Biocompatibility of the ZnCM nanoparticles
Next, we investigated the biocompatibility of the various Zn2+ NPs (Fig. 2a). After ZnO2 NP treatment, the results showed that the DC viability decreased significantly with increasing ZnO2 concentrations, as evidenced by the minimal cytotoxicity at 6.25 μg/ml ZnO2 compared with the control (Ctrl), which was significantly different. In contrast, after coencapsulation with Cat and lipo, Zn2+ from ZnC NPs in the range of concentrations of 0.75 to 25 μg/ml barely showed significant cytotoxicity against DCs in vitro, indicating the noncytotoxicity of the modified NPs via the elimination of toxic H2O2 in vitro. After further loading with both Cat and mannose, the ZnCM NPs ranging from 0.75 to 25 μg/ml hardly exhibited any ability to kill DCs. These results demonstrated that ZnO2 NPs exerted oxidative damage in DCs, which could be alleviated by coencapsulation with Cat, implying the potential biocompatibility of ZnCM NPs in DC-targeted immune responses.

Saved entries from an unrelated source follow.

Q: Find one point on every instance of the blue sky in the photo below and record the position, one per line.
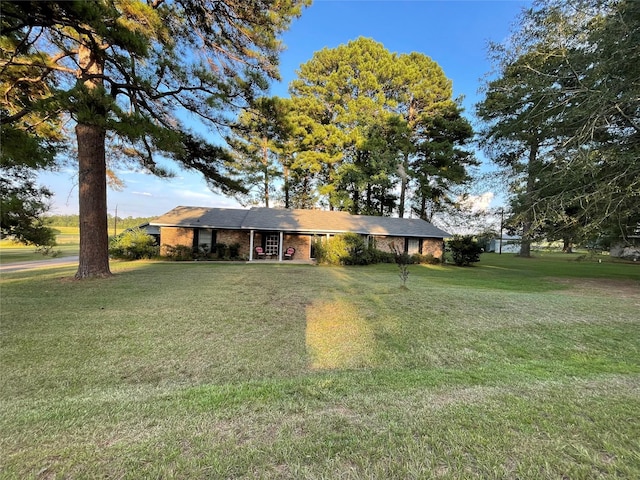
(454, 33)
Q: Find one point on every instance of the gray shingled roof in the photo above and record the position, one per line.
(300, 221)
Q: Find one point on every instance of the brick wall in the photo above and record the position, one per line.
(302, 244)
(229, 237)
(175, 236)
(430, 246)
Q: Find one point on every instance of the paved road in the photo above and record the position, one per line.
(33, 264)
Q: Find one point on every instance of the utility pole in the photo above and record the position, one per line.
(501, 228)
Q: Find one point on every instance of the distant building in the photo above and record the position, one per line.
(505, 244)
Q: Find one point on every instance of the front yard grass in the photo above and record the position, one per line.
(514, 368)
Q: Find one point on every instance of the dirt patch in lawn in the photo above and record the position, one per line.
(600, 287)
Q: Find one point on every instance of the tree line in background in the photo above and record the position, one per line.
(126, 73)
(562, 120)
(364, 130)
(74, 221)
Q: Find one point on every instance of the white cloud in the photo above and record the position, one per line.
(479, 203)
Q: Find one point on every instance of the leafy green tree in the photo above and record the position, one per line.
(129, 70)
(438, 132)
(337, 95)
(363, 114)
(259, 141)
(22, 208)
(563, 115)
(464, 250)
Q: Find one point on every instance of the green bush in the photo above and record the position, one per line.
(427, 259)
(234, 250)
(464, 250)
(178, 253)
(133, 244)
(219, 250)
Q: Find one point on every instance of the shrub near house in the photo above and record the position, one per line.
(133, 244)
(464, 250)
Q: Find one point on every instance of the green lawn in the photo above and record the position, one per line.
(514, 368)
(67, 239)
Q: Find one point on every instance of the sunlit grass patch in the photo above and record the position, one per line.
(338, 336)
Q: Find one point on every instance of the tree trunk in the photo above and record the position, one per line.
(527, 224)
(92, 171)
(404, 181)
(94, 238)
(285, 186)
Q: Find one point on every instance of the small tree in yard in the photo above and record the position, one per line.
(464, 250)
(403, 260)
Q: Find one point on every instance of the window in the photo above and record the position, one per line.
(413, 246)
(271, 244)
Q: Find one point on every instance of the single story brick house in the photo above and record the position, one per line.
(275, 230)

Cellular uptake of the nanoparticles in vitro
DCs have been deemed to be vital during immune response initiation; therefore, targeted drug delivery into DCs not only presents efficient immune regulatory functionality but also, more importantly, avoids the undesirable leakage of ZnO2. Numerous DC-targeted ligands have been explored in previous DC-mediated immunotherapies, such as LSECtin, DC-SIGN , and mannose [26, 38]. Herein, mannose was further anchored onto our nanocarrier for targeted delivery into DCs. In Fig. 2b, after 2 h of incubation, we found that compared with the nontargeted ZnC NPs, fluorescent ZnCM NPs showed better intracellular localization within the DCs, indicating the DC-targeting ability of ZnCM. Additional in vitro Bio-TEM observations confirmed the CLSM results, as evidenced by the significant ZnCM NP uptake in DC intracellular lysosomes (Fig. 2c), while few ZnC NPs were found in DC sections. Further CLSM observations confirmed these lysosome-colocalization results, showing the ZnCM NPs were uptaken by DC lysosomes (Additional file 1: Figure S2). These results showed that the ZnCM NPs specifically entered DC lysosomes in vitro, which enabled the pH-dependent release of Zn2+ and O2 during the immune response of ZnCM NPs.

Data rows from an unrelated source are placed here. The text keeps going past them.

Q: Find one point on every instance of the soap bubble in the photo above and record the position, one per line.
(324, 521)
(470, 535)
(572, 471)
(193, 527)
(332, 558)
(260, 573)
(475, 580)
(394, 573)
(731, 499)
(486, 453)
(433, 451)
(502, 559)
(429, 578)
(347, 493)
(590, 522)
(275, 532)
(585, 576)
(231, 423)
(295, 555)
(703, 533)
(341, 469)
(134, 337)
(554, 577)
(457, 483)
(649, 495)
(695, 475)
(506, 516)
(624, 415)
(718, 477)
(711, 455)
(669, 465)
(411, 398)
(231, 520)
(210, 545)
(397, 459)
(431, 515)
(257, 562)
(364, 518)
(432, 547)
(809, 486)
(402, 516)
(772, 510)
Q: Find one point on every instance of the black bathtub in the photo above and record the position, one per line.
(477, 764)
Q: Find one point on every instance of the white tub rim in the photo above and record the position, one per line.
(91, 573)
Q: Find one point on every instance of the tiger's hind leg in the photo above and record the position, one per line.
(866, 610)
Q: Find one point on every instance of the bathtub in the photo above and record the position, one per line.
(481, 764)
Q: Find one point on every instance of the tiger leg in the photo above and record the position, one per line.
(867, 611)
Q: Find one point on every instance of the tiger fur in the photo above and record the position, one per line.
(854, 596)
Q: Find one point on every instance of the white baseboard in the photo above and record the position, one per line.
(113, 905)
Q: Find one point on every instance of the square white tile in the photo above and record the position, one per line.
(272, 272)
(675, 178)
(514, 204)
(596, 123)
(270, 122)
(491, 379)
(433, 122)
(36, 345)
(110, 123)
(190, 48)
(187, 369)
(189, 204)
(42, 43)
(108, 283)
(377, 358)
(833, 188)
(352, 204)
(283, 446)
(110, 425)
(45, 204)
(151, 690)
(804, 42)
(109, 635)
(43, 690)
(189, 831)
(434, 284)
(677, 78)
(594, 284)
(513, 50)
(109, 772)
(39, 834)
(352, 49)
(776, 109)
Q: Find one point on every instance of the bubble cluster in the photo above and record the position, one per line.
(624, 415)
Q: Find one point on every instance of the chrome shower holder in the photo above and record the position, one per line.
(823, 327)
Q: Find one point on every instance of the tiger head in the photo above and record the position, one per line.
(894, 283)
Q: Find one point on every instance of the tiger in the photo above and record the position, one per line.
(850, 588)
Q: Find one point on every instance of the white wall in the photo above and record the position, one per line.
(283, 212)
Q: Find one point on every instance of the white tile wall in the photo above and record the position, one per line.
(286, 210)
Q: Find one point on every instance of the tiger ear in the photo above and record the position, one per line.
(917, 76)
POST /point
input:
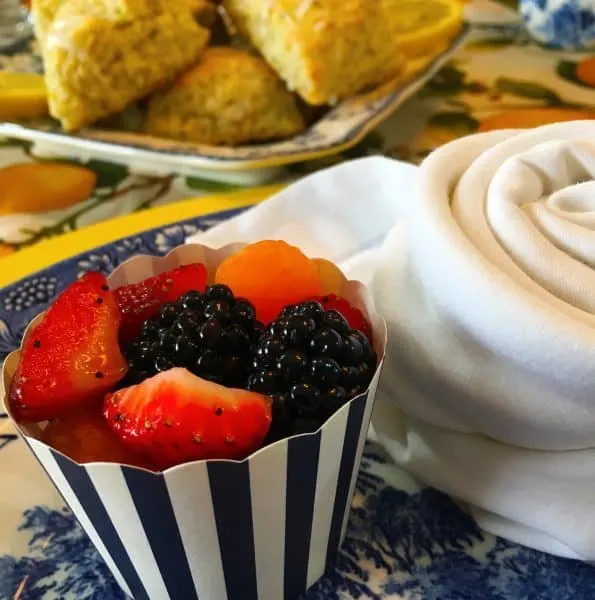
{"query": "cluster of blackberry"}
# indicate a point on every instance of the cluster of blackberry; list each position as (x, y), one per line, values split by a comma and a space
(311, 363)
(308, 360)
(213, 335)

Furthermore, we aimed to unravel the underlying internalization mechanisms of ZnCM NPs into DCs. Several possible routes were found to participate in the uptake of the exogeneous NPs, such as clathrin-mediated endocytosis, caveolin-mediated endocytosis, micropinocytosis and clathrin-caveolin-independent endocytosis . Hence, various pharmacological inhibitors (amantadine, genistein, amiloride and cytochalasin D) were used. Amantadine prevented the budding of clathrin-coated pits; genistein retarded the activation of the Src family of tyrosine kinases; amiloride inactivated Na+/H+ channels; and cytochalasin D destroyed the cytoskeleton to inhibit NP transportation . Figure 2d showed that cytochalasin D significantly suppressed the internalization efficiency of ZnCM NPs compared to amantadine, genistein and amiloride after 2 h of incubation, indicating the feasible participation of the DC cytoskeleton in the process of ZnCM NP ingestion, which was independent of clathrin-caveolin-mediated endocytosis.

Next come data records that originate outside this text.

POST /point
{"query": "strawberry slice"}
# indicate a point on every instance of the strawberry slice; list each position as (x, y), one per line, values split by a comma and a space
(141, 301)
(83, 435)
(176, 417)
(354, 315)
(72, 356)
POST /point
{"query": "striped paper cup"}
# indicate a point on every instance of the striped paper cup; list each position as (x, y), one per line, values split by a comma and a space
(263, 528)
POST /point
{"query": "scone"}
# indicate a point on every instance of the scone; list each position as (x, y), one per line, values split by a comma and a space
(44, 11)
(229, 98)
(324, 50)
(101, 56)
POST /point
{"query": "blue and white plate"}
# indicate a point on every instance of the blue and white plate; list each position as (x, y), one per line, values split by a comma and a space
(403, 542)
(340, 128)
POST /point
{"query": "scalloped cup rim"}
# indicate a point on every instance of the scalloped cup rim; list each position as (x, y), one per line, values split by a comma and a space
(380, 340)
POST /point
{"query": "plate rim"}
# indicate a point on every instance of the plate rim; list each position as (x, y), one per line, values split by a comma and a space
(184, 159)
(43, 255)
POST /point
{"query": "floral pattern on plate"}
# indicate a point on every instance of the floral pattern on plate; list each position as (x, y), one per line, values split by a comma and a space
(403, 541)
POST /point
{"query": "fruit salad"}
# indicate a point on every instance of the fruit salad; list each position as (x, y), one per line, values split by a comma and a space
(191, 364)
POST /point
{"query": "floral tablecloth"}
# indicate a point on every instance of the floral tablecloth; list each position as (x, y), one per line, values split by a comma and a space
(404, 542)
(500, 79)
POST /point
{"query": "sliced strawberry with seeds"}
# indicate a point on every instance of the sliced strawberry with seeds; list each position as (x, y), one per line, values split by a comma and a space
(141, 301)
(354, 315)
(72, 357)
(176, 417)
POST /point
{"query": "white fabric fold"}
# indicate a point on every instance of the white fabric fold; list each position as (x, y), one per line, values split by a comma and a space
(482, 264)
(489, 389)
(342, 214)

Intracellular pH-dependent Zn2+ and O2 release from the nanoparticles
Acidic lysosome-dependent uptake of external stimuli was found to play vital roles in the biological behaviour of DCs [41, 42]. Herein, ZnCM NPs were taken up by DC lysosomes in a manner that was dependent on the cellular cytoskeleton transition. NPs characterization showed efficient pH-dependent Zn2+ and O2 extracellular release from the ZnCM NPs in vitro. Therefore, the intracellular Zn2+ and O2 release of ZnCM NPs in DCs was investigated.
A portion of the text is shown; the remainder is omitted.